Frances Reid

Frances Reid made her first films in Africa in the early 1970’s after teaching as a Peace Corps volunteer in Malawi. In the 1980’s she worked on many notable documentaries as the cinematographer including the Oscar award winning “The Times of Harvey Milk.” In the 1990’s she produced and directed films ranging in subject matter from AIDS in Africa (“The Faces of AIDS) to race relations on college campuses (“Skin Deep”). In 2000 she made the film “Long Night’s Journey into Day” about South Africa’s Truth and Reconciliation Commission. The film won the Grand Jury Award at the Sundance Film Festival and was nominated for an Academy Award. The film is still widely used to discuss the ideas of reconciliation after conflict.

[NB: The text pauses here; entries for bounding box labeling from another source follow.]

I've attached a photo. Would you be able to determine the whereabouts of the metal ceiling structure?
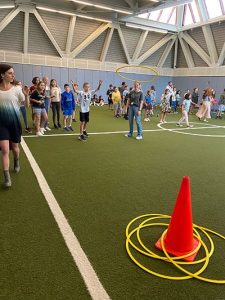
[0,0,225,72]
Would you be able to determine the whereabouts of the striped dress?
[0,86,25,143]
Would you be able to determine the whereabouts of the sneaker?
[83,130,89,138]
[136,135,143,141]
[25,127,32,133]
[124,133,132,137]
[40,128,46,135]
[79,134,87,142]
[36,131,44,136]
[14,159,20,173]
[3,171,12,188]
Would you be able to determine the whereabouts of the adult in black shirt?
[106,84,113,109]
[126,81,144,140]
[190,88,199,114]
[30,81,48,136]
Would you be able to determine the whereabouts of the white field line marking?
[157,122,225,138]
[21,138,110,300]
[23,129,164,138]
[23,123,220,138]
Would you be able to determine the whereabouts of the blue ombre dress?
[0,86,25,143]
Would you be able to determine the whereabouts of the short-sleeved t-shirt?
[30,90,45,108]
[182,99,191,112]
[129,91,144,107]
[78,90,95,113]
[145,95,152,105]
[0,86,25,127]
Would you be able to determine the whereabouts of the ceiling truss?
[0,0,225,68]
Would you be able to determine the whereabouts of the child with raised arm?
[61,84,76,131]
[75,80,103,142]
[177,93,196,128]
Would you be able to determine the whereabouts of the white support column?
[179,35,195,68]
[23,11,30,54]
[202,25,218,65]
[157,36,176,68]
[132,31,148,62]
[217,43,225,66]
[66,16,76,54]
[180,32,211,67]
[117,25,131,64]
[34,10,64,57]
[177,5,184,31]
[0,7,20,32]
[70,23,111,58]
[137,34,174,64]
[195,0,209,22]
[173,36,179,69]
[100,27,114,62]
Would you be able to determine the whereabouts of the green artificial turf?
[19,107,225,300]
[0,154,90,300]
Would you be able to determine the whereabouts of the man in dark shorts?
[106,84,113,109]
[125,81,144,140]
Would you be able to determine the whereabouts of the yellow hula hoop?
[126,214,225,284]
[116,65,160,83]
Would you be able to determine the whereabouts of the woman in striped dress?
[0,64,29,187]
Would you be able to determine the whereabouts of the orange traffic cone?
[155,176,199,262]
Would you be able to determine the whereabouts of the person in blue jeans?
[125,81,144,140]
[61,84,76,131]
[42,76,51,131]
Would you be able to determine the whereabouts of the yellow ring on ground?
[116,65,160,83]
[126,214,225,284]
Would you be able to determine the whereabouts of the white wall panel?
[28,14,59,56]
[106,30,127,63]
[0,9,24,52]
[39,11,70,51]
[72,17,101,49]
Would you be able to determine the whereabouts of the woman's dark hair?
[0,64,13,83]
[50,79,58,88]
[184,93,191,100]
[32,76,40,84]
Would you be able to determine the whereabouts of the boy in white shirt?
[75,80,103,142]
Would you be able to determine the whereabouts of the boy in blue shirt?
[177,93,196,128]
[61,84,76,131]
[144,90,153,122]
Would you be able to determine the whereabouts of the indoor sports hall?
[0,0,225,300]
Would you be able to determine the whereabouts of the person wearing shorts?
[0,64,29,188]
[61,84,76,131]
[30,81,48,136]
[75,80,103,142]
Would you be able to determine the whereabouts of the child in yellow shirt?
[112,87,122,118]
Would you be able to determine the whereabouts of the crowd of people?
[0,64,225,187]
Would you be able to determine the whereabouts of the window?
[169,8,177,25]
[149,10,160,21]
[183,4,194,26]
[190,0,200,22]
[159,7,173,23]
[205,0,222,19]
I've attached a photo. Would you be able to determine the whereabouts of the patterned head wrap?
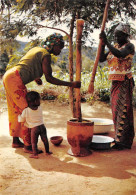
[41,33,64,51]
[115,23,130,35]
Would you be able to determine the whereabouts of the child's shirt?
[18,106,43,128]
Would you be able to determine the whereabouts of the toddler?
[18,91,52,158]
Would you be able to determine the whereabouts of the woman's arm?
[100,32,135,58]
[42,56,81,88]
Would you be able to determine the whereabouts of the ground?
[0,101,136,195]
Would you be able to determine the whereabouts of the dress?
[18,106,49,154]
[3,47,50,146]
[107,44,135,149]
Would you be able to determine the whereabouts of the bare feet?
[24,146,43,154]
[12,137,24,148]
[46,152,52,155]
[24,146,33,154]
[12,142,24,148]
[29,154,39,159]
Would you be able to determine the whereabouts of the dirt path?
[0,102,136,195]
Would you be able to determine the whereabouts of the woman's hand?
[99,31,107,45]
[71,81,81,88]
[35,79,42,85]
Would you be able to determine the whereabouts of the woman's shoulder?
[126,42,135,54]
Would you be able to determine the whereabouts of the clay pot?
[50,136,63,146]
[67,119,94,156]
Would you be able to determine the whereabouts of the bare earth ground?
[0,101,136,195]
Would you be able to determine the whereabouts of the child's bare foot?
[12,137,24,148]
[12,142,24,148]
[38,149,43,154]
[29,154,39,159]
[24,146,33,154]
[46,152,52,155]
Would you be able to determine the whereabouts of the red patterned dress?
[107,44,134,149]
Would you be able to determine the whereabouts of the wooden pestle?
[76,19,84,122]
[88,0,110,93]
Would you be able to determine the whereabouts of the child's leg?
[40,125,52,154]
[30,127,40,158]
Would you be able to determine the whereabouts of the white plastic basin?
[87,118,113,134]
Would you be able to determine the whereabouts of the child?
[18,91,52,158]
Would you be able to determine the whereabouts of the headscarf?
[115,23,130,35]
[41,33,64,51]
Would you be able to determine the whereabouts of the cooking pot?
[90,135,114,150]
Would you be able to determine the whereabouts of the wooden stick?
[88,0,110,93]
[76,19,84,122]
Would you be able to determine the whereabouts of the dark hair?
[26,91,40,104]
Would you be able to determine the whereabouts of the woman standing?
[3,33,81,152]
[100,23,135,149]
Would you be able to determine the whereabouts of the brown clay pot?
[67,119,94,156]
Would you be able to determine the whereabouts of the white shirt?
[18,106,43,128]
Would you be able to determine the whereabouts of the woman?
[3,33,81,152]
[100,23,135,149]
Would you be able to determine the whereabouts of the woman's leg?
[40,125,52,154]
[111,78,134,149]
[3,68,31,147]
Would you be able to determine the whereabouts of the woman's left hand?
[99,31,107,44]
[35,79,42,85]
[71,81,81,88]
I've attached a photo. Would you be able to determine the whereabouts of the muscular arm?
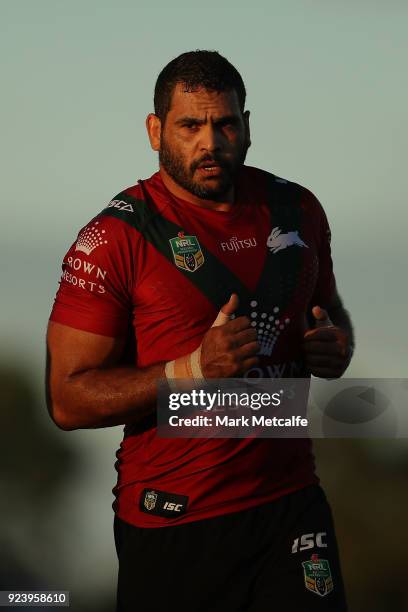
[47,294,259,430]
[46,321,164,430]
[327,290,354,348]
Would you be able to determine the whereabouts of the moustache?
[190,156,229,172]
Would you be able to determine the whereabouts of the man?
[48,51,353,612]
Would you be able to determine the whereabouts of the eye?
[182,123,199,132]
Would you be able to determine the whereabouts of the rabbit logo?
[266,227,309,253]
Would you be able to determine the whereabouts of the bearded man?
[48,51,353,612]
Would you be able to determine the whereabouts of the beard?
[159,134,249,201]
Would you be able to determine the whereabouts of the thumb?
[312,306,333,327]
[211,293,239,327]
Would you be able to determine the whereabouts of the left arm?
[303,289,354,378]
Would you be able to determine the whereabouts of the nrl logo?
[266,227,309,253]
[302,554,333,597]
[169,232,204,272]
[143,491,157,510]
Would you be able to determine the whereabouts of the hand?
[200,293,259,378]
[303,306,351,378]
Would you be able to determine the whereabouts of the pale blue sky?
[0,0,408,376]
[0,0,408,591]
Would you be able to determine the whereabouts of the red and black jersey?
[51,166,335,527]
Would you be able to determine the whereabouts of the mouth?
[197,161,223,176]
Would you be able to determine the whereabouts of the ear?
[243,111,251,148]
[146,113,161,151]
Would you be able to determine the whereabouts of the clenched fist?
[200,293,260,378]
[303,306,352,378]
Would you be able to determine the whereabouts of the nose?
[200,123,222,153]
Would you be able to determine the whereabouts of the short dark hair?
[154,49,246,122]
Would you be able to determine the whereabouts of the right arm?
[47,296,259,430]
[46,321,164,430]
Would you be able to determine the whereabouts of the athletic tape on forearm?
[164,310,230,389]
[164,344,204,387]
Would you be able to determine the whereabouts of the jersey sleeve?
[50,216,134,337]
[310,194,336,308]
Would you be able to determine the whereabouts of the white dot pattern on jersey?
[75,221,108,255]
[250,300,290,357]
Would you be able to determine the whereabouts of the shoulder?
[242,166,324,217]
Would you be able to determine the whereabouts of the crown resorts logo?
[231,300,290,357]
[75,221,108,255]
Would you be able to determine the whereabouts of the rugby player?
[47,51,354,612]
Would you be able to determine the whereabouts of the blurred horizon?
[0,0,408,612]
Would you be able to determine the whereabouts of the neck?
[160,164,235,211]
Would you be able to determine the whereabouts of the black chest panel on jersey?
[101,174,304,316]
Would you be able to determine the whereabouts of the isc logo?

Frances has traveled extensively and spoken and taught with her films. She has done screenings of her films for the Council on Foreign Relations, for Congress, for Detroit Summer, for the Kennedy School of Government, and throughout the world including in Belfast, Jerusalem, Ramallah, and South Africa. She has taught filmmaking in the United States including at the U.C. Berkeley Graduate School of Journalism, and in South Africa where she taught documentary filmmaking fundamentals to a group of young journalism students and ANC activists returned from exile. She has mentored many young filmmakers, and has twice served as a directing advisor to the Sundance Documentary Labs.